ドロシーがはぁと頬に両手を当てて呆けている。恋に恋する乙女といった様子だ。
「お義兄さまがお優しいのは昔からよ。エデル‥は花を持ってきてくれただ」
「そうだ!花!花を調べないと!ちょっと待っててくださいね」
侍女なのに子供のようにすっ飛んでいってしまったドロシーを唖然と見ていたが本を片手にすぐに戻ってきた。
「エデル様が持ってきた花を調べましょう。きっと花言葉もあります」
「花言葉?」
「花言葉にちなんだ花を恋人に贈るのが最近の流行りなんですよ。えーと、あれは‥ゴデチアって書いてありますね。庭師のサムはマメですね。おじいちゃんですが花言葉にも詳しいんですよ」
「へぇ‥」
ドロシーの鼻息がすごい。吐き出す情報量も膨大。こんな秘めた一面もあったのかと驚きっぱなしだ。ちょっと引きながらエルーシアも一緒に本を覗き込んだ。

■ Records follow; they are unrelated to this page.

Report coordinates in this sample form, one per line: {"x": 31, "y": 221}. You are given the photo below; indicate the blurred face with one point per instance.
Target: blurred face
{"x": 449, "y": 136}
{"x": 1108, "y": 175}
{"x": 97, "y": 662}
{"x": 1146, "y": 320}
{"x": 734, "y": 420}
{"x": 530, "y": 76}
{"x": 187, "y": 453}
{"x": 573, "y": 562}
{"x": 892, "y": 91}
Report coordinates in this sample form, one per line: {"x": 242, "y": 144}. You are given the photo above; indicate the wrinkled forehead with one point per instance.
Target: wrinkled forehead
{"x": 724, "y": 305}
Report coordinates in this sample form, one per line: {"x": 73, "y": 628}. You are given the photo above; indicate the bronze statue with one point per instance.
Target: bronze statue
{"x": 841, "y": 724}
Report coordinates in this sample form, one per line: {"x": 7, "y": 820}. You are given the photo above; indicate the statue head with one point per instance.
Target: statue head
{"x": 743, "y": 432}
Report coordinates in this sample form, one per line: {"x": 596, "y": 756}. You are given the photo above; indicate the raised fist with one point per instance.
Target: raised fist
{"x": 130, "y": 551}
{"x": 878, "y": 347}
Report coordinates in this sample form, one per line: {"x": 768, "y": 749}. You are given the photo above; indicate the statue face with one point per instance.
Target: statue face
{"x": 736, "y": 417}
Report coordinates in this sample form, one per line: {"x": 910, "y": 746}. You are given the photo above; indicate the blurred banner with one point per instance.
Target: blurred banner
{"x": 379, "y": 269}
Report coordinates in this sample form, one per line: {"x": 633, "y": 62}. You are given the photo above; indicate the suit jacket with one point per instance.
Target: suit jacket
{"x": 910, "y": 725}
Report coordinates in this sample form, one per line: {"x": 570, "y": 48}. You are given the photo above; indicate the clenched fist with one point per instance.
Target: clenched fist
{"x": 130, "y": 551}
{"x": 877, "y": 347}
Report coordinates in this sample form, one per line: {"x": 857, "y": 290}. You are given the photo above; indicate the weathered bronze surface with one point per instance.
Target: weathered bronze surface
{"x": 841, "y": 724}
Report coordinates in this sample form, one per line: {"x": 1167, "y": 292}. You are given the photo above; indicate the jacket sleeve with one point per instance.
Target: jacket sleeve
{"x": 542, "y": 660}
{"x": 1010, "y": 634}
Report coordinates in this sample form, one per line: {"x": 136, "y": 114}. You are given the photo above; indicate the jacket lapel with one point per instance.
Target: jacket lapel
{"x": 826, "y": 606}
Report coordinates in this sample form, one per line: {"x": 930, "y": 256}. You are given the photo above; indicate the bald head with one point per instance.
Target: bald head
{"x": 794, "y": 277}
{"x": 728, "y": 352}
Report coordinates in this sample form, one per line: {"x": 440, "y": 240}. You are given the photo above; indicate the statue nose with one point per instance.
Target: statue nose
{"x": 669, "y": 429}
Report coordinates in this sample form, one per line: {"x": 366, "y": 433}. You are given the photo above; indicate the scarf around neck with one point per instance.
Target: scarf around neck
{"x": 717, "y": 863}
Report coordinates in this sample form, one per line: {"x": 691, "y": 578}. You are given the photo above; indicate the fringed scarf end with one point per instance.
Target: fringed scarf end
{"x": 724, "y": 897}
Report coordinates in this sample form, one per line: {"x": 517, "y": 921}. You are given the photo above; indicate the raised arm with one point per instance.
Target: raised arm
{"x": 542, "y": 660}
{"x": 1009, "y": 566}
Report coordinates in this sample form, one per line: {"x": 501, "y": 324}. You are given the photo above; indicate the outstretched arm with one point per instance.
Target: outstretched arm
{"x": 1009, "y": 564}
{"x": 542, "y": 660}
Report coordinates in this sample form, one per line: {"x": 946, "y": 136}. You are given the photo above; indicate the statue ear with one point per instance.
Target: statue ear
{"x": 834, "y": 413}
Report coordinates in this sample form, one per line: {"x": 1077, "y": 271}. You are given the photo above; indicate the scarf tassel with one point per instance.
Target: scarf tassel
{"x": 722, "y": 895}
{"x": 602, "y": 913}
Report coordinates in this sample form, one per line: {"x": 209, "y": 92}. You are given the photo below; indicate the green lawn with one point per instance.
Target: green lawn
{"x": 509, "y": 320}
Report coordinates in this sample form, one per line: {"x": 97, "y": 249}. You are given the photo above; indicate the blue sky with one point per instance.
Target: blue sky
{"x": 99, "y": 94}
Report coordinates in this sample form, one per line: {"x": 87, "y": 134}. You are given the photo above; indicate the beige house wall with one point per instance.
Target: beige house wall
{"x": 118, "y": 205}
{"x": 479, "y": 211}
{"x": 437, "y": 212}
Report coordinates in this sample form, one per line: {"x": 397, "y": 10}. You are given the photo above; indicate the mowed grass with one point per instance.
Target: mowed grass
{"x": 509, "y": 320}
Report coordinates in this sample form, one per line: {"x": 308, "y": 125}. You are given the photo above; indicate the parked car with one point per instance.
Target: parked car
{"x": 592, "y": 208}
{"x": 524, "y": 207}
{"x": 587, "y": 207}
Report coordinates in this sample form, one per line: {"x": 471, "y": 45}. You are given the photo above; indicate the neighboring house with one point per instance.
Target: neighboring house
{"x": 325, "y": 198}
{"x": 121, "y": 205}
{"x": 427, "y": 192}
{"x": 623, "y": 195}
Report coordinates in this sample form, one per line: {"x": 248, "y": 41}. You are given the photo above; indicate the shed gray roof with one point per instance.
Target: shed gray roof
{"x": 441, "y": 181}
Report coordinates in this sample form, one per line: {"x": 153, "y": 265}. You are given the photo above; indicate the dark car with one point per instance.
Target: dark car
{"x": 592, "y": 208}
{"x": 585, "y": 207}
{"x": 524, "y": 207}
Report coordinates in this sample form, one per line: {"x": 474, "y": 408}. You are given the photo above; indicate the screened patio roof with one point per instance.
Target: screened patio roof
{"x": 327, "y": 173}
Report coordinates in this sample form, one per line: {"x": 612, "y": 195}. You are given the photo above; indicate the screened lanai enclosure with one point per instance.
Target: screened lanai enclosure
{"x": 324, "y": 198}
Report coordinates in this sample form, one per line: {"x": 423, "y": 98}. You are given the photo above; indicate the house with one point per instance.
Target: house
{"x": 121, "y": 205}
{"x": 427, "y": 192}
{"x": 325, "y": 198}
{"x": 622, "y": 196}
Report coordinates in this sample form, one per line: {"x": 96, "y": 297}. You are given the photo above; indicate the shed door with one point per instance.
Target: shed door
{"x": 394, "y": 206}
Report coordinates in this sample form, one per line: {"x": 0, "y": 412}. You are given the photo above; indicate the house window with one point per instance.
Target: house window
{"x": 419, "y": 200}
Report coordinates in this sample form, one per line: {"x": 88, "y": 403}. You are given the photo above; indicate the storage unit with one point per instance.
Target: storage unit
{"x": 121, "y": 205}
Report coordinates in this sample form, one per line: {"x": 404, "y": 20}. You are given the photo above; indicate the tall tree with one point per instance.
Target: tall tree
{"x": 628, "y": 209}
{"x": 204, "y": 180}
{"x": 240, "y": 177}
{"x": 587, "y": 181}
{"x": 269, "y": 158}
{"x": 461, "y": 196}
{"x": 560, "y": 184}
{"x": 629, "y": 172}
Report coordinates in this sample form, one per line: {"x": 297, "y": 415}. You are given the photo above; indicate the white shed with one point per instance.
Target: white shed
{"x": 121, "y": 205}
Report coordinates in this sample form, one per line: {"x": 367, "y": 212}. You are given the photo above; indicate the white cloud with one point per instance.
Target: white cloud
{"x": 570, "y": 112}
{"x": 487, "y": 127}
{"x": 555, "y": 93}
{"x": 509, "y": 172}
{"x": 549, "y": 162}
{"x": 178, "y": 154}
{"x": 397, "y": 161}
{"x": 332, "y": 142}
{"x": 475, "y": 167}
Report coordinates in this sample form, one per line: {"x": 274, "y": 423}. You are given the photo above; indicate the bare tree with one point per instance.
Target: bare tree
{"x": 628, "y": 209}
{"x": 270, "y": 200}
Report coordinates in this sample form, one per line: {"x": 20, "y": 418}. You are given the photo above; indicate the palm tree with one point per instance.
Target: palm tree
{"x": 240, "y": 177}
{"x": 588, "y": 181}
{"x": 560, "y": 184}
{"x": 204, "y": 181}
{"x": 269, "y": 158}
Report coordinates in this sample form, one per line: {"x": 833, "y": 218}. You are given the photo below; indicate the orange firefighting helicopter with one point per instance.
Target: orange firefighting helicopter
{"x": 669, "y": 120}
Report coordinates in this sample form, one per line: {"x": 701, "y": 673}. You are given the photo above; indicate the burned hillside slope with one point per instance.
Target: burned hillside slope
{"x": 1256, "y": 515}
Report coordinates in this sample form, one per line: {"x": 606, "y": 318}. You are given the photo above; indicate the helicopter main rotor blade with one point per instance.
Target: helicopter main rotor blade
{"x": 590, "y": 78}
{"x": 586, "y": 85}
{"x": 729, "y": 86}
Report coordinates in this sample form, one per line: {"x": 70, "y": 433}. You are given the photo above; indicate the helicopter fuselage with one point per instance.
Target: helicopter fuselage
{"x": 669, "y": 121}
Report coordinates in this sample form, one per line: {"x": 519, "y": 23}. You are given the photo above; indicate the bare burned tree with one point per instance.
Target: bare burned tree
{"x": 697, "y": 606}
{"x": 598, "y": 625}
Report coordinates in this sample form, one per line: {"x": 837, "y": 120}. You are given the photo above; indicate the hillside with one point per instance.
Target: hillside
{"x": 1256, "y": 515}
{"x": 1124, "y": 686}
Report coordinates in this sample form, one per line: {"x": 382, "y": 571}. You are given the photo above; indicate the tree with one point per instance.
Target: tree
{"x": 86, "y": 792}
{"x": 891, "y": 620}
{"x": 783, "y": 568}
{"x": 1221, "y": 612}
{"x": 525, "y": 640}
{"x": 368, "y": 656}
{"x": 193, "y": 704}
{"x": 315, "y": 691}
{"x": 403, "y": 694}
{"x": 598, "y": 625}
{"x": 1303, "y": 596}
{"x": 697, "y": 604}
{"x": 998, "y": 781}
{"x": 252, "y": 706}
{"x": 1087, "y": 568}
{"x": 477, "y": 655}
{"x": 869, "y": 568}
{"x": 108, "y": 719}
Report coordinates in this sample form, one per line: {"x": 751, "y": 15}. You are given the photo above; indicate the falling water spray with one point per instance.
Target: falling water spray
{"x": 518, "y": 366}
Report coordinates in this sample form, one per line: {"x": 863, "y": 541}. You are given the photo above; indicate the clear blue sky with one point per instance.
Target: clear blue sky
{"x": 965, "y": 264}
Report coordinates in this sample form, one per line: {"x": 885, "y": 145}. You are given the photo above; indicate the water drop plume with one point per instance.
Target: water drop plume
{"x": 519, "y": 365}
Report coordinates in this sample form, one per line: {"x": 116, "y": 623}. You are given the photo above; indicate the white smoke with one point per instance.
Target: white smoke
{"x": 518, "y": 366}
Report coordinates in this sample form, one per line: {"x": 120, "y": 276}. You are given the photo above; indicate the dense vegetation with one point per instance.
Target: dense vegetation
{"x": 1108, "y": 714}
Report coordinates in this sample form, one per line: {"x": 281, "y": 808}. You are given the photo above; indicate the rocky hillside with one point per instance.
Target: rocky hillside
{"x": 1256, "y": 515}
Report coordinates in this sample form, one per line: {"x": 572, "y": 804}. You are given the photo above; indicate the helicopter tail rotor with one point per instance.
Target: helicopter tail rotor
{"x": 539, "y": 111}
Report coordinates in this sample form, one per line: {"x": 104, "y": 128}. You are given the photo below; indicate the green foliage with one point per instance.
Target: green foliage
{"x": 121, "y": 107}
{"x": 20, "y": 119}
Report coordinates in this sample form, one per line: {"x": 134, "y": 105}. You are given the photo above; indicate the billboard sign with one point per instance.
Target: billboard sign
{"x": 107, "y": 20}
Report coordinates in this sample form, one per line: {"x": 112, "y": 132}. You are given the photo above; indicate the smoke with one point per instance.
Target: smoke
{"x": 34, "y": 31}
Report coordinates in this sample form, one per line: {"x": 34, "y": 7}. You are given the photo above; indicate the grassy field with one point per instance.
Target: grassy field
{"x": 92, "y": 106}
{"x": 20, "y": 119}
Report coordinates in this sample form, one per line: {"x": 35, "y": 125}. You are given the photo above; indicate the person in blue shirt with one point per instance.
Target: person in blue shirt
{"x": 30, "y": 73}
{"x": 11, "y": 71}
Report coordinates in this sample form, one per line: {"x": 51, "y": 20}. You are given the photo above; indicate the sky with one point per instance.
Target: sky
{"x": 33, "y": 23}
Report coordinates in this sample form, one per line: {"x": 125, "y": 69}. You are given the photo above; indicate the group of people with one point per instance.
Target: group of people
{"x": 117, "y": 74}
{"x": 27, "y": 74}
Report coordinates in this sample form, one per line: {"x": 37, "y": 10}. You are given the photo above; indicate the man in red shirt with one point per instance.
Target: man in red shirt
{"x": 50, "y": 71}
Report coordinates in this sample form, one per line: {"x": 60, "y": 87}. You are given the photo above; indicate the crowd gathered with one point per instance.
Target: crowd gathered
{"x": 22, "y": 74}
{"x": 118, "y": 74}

「えーと、ゴデチア‥ゴデチアの花言葉は‥‥お慕いいたします‥‥‥‥‥‥え?」
「え?」
「え?」
二人で本を覗き込んで絶句した。初対面だったのに?いきなりそれ?エデルの端正な顔を思い浮かべエルーシアの胸がきゅんと鳴ってしまった。人生初めての、義兄以外の異性からの贈り物と求愛に赤面エルーシアがどもりまくる。
「ほほほ他の意味じゃないかしら?!」
「変わらぬ熱愛、静かな喜び。どれでしょうね。どれも捨て難い」
「!!!」
「くぅぅッ流石エデル様!ここまで乙女殺しのテクをお持ちとは!不覚にも私まで痺れてしました!ご馳走様です!流石のエルシャ様もときめいていらっしゃる!」
「とととときめいてないわ!」
思わず否定してしまった。黄色い声を上げていたドロシーがエルーシアをしげしげと見つめた。
「え?ちっとも?ピクリともしませんでした?いやいや、ここはときめきどころですって」
「え?‥えと、まあちょっとは‥」
「ですよね!私も応援します!お二人ならお似合いですよ!」
え?応援って何を?はしゃぐドロシーにエルーシアは唖然としている。
貴族令嬢と家人で仲良くなれるはずがない。
何より義兄がそれを許さないだろう。